Study: Intervention Effectiveness (cont.) • How the results compared to the prediction. Prediction: The plan predicted that for the members’ parents/guardians who are reached the intervention will be successful. The plan predicted that it may not be possible to reach all members because of inaccurate or missing contact information. The plan predicted that 80 percent of members could be reached by the intervention. Of those reached, the plan predicted that 75 percent of members would get a preventive dental service following receipt of the intervention. Results: • The results showed 60 percent of the members could not be reached because contact information was inaccurate or missing. Across the three months of testing, the percentage of members receiving preventive dental care following receipt of the intervention was 18 percentage points less than predicted.
Study: Intervention Effectiveness (cont.) • How the data illustrate that the intervention was effective or ineffective. • Based on the data, the plan determined that in October, November, and December 2015, 106 total members were reached and educated telephonically during this intervention testing in the first three months. • The percentage of members who were reached and attended a dental visit was a little higher in October and fairly consistent for November and December.
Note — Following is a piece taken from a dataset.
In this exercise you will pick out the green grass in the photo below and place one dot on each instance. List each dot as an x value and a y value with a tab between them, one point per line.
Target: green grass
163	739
Study: Intervention Effectiveness (cont.) • Lesson learned. A challenge was that 60 percent of members could not be reached due to inaccurate or missing contact information. Without current contact information, the plan was not able to reach the member by telephone. • What the plan will do differently when testing again. The plan developed an initiative to address this challenge. • Development of a local Member Contact Repository to store member contact information from a variety of sources throughout the plan. • Transportation vendor • Community Care Program • Primary Care Provider offices
Act: Adopt-Adapt-Abandon The plan will decide if the intervention will be adopted, adapted, or abandoned. Adopted: Select changes to test on a larger scale or develop a plan for sustainability if progressive testing revealed that the intervention should be implemented. Adapted: Integrate the results of lessons learned during the Study phase into a new test or adapt the test to a new or larger environment/situation. Abandoned: Discard the change idea and test a different one.
Act: Adopt-Adapt-Abandon (cont.) Based on the PDSA results, what would you do?
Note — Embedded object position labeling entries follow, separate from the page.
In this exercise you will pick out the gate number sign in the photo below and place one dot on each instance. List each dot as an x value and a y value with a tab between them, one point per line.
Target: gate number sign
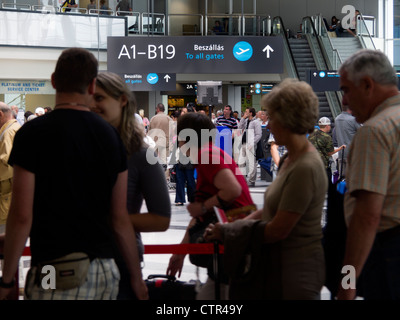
185	54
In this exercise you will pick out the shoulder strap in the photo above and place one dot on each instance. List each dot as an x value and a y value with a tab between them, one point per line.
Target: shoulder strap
9	125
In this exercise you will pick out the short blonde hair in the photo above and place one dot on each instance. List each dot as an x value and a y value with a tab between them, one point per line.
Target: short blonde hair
294	104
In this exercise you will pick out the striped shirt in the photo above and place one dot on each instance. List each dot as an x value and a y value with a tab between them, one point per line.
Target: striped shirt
231	122
374	162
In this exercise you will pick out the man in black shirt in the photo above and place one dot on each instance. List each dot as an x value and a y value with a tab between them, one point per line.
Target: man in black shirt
69	195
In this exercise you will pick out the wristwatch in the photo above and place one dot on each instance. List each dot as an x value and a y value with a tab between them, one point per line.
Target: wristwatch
6	285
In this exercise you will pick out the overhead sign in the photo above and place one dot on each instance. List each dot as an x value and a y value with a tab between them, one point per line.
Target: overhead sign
26	87
214	54
260	88
149	81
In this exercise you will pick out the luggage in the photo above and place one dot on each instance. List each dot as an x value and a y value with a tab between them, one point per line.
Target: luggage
164	287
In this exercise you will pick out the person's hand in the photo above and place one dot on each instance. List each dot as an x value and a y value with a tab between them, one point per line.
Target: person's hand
195	209
4	293
346	294
140	289
175	265
214	232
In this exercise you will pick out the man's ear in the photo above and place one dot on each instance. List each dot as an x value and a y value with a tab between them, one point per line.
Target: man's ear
367	84
52	81
92	87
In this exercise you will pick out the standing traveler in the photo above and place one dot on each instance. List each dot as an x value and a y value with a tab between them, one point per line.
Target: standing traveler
73	208
372	201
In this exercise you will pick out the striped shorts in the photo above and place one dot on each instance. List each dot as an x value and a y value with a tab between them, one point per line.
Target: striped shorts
102	284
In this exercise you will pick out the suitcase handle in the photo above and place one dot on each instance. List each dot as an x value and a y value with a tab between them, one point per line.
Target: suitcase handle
164	276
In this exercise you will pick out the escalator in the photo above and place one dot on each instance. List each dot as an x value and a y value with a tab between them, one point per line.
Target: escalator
304	54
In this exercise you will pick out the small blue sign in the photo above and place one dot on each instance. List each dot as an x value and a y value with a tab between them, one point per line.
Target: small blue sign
242	51
152	78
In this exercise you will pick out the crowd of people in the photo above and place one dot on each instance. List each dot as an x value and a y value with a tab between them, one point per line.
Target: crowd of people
82	210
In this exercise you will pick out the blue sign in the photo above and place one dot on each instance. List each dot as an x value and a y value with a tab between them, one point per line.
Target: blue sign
152	78
186	54
242	51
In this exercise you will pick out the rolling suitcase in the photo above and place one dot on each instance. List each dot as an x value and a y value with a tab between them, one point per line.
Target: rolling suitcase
164	287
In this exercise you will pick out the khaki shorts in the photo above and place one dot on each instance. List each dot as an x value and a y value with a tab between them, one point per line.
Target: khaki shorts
5	199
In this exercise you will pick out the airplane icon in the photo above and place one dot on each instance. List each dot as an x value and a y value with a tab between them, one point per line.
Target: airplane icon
242	51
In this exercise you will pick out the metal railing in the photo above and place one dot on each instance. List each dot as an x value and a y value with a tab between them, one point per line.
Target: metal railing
310	30
278	29
196	28
333	56
363	31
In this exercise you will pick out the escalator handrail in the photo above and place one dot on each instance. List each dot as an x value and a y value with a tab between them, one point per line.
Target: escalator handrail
365	27
279	18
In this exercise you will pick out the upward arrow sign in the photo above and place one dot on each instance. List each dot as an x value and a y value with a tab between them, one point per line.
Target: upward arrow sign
167	77
268	49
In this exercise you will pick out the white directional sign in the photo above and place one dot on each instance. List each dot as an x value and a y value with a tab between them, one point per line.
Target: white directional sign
268	49
213	54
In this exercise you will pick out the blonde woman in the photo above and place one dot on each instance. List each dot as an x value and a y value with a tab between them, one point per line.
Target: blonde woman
115	103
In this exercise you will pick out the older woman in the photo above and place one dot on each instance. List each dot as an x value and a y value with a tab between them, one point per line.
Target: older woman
293	202
146	180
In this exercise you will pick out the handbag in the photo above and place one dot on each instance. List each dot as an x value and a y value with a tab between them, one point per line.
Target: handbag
165	287
71	270
196	233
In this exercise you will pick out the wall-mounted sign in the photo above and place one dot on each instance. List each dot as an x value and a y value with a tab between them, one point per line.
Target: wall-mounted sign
185	54
26	87
149	81
260	88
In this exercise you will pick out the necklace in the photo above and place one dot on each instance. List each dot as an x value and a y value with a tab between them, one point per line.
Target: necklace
74	104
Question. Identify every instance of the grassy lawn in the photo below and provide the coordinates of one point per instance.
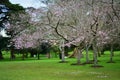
(51, 69)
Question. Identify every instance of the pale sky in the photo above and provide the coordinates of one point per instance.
(29, 3)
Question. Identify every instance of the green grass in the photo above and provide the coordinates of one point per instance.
(51, 69)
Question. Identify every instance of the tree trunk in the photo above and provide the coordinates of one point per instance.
(1, 56)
Important Considerations • According to the Center for Health Care Strategies, Inc., children in Medicaid who begin preventive dental care by age one year have lifetime dental costs that are nearly 40 percent less than those who start care later. • Despite being entitled to free dental services, fewer than half of the nation’s 32 million Medicaid-enrolled children receive any dental care in a given year. • May 3, 2016, taken from: http://www.chcs.org/resource/advancing-oral-health-through-the-women-infants-and-children-program-a-new-hampshire-pilot-project
Important Considerations (cont.) • Understanding specific barriers that contribute to oral health inequities is essential to creating effective oral health programs and policies. • May 4, 2016, taken from: http://www.chcs.org/resource/a-framework-for-advancing-oral-health-equity
PDSA Take-Away • In moving from planning to implementation, PDSA provides a structure for experimental learning to know whether a change has worked or not, and to learn and act upon any new information as a result. • PDSA is a flexible method that can be adapted to support the scale-up of an intervention.
Final PDSA Take-Away • Failure to properly execute PDSAs can undermine learning efforts. • Making a specific prediction and selecting appropriate measures prior to intervention testing provides a foundation for successful learning through PDSAs. • It is crucial that resource requirements for successful application of PDSA for a given project are well understood by everyone involved, and that the process is well managed.
Open Discussion • Plans’ experience with dental measure PDSA cycles. • Successes and challenges. • Questions and answers.